Mary McDonnell "Touch" at James Graham and Sons (Sept 25- Nov 7,2009)

Mary McDonnell’s recent show of paintings and drawings at James Graham and Sons defies easy description not because it is esoteric or abstract, not because it is automatic writing, and not because it isn’t some version or quotation of an art historical genre, it might be because the work is so credibly “there”. The show is entitled “Touch”. Manipulated gesture is inscribed upon subtly suppressed fields of chromatic paint layers that pulsate almost indiscernibly like veins beneath the skin. The human feel is evident, apotheosized and amplified, by her deployment of hand- made brushes and implements, often constructed large, and awkwardly vulnerable to registering irregular marks. Like the pathos telegraphing, ill -fitting shoes of the silent comedian, these touch go- betweens heighten our awareness of the grace of our own disheveled beings. In two large drawings on paper, one of which the artist painted with a broom dipped in India ink, the ragged horizontal gestures make a quizzically blank statement about vital nerve endings. These marks are also analogous to the windshield wiper trace of dune grass blades as they get whipped back and forth in place on the sand. The wonder at the mechanics of the mark making overtakes the natural phenomena itself, the gesture inscribing both the rooted plant and the capricious wind with uncanny symmetry.
The fineness of the artist’s multiply over- painted fields can be reminiscent of Agnes Martin’s sense of elegant microcosmic surfaces.
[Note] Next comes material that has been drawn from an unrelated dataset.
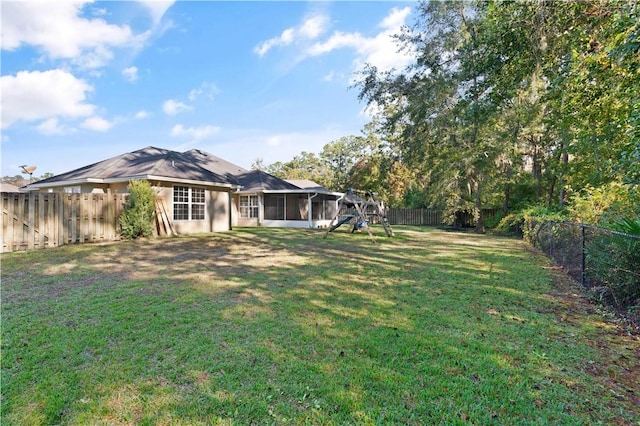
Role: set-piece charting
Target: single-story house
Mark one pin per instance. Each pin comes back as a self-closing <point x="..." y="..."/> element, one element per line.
<point x="202" y="192"/>
<point x="8" y="187"/>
The gestures inscribed upon them have a more culpable immediacy than those of Cy Twombly, which they sometimes come close to resembling. Some of the larger strokes can also bring to mind Gerhard Richter’s similarly implement- generated abstractions. McDonnell’s work doesn’t share Richter’s deep cynicism but instead exudes a base but not entirely un-romantic humanism. These works don’t suggest a libretto to the existential opera often conjured by abstract expressionist tendencies, nor do they invoke inhuman nature in their inevitable “there ness”. This work eludes these types of descriptions. These stylistic references don’t really get at what she’s doing with this work.
Experiencing McDonnell’s paintings can be unsettling in how they can objectify your own essence. One is reminded of the Ad Reinhardt cartoon in which a painting accusingly addressing a man looking quizzically at its abstract composition saying” And what do you represent?”
In McDonnell’s case, the artwork isn’t aggressively interrogating the viewer like the cartoon, or putting one in one’s place like Olympia’s disinterested gaze, or Pollock’s vastness. It’s neither nurture nor nature nagging you in her work but rather a cool, humane empathy that addresses with a complicit ,palpable emotion. These are gut -wringing machines brilliantly disguised as lyrical abstractions.